American ethnomusicologist and broadcaster (1921–2018)

Leo Sarkisian (January 4, 1921 – June 8, 2018) was an American ethnomusicologist and broadcaster for Voice of America radio. He is known for his work to showcase African music through the Music Time in Africa radio program.

Sarkisian was born in Lawrence, Massachusetts, the son of an Armenian refugee from the Ottoman Empire. He travelled in North Africa and Europe for US military intelligence during World War II, and while working as a textbook illustrator after the war he was recruited by Irving Fogel to work for his company Tempo Records in Hollywood. Fogel made him Director of International Music Production and sent him to work in radio in various countries in Asia and Africa.
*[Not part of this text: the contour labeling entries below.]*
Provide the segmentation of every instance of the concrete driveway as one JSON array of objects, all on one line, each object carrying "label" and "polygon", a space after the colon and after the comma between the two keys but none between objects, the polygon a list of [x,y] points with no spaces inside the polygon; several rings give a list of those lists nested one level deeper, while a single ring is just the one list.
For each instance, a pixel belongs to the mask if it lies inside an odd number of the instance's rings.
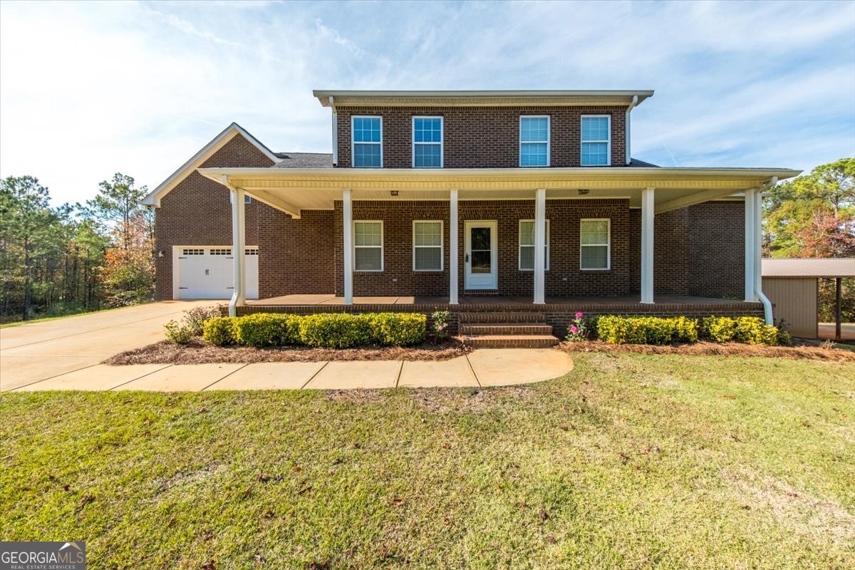
[{"label": "concrete driveway", "polygon": [[162,340],[163,325],[218,301],[163,301],[0,329],[0,391],[95,366]]}]

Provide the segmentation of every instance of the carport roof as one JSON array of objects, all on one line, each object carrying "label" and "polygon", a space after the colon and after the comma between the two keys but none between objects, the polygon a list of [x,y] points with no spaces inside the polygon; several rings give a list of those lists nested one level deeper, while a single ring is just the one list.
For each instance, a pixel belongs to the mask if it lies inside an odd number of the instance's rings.
[{"label": "carport roof", "polygon": [[855,277],[855,257],[764,259],[764,277]]}]

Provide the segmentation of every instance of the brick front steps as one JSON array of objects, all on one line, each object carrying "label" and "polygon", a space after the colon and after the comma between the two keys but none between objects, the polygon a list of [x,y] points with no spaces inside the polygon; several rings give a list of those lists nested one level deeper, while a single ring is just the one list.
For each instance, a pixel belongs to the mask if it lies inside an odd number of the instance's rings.
[{"label": "brick front steps", "polygon": [[460,340],[482,349],[543,349],[558,339],[537,313],[461,313]]}]

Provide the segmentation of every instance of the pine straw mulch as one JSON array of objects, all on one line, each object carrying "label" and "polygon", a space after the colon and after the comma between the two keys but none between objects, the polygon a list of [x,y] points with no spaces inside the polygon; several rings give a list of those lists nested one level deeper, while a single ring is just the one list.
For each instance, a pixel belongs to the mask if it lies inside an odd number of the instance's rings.
[{"label": "pine straw mulch", "polygon": [[610,344],[600,340],[577,343],[563,342],[559,349],[569,352],[633,352],[644,355],[691,355],[719,356],[771,356],[775,358],[807,359],[836,362],[855,362],[855,352],[846,349],[799,344],[793,346],[758,346],[742,343],[707,343],[693,344]]},{"label": "pine straw mulch", "polygon": [[463,356],[470,349],[456,340],[427,342],[418,346],[363,346],[355,349],[312,349],[293,346],[254,349],[213,346],[193,339],[189,344],[162,340],[140,349],[120,352],[103,364],[220,364],[235,362],[320,362],[323,361],[444,361]]}]

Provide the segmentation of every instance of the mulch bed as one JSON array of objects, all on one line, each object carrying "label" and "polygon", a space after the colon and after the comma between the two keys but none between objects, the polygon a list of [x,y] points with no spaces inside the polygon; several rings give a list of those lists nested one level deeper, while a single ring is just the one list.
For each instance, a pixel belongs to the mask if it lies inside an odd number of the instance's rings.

Sarkisian was offered a job with Voice of America by broadcaster Edward R. Murrow in 1961, while in Conakry. At the time, Murrow was the head of the United States Information Agency (USIA) and he heard about Sarkisian through his West African recording trips. Sarkisian accepted the offer and started working for Voice of America in Monrovia, Liberia. Two years later, in 1965, Leo launched Music Time in Africa, a "weekly program that features traditional and contemporary music from all of Africa."

Sarkisian retired from VOA in 2012, at age 91. In 2014, Sarkisian donated his extensive collection of African music to the University of Michigan.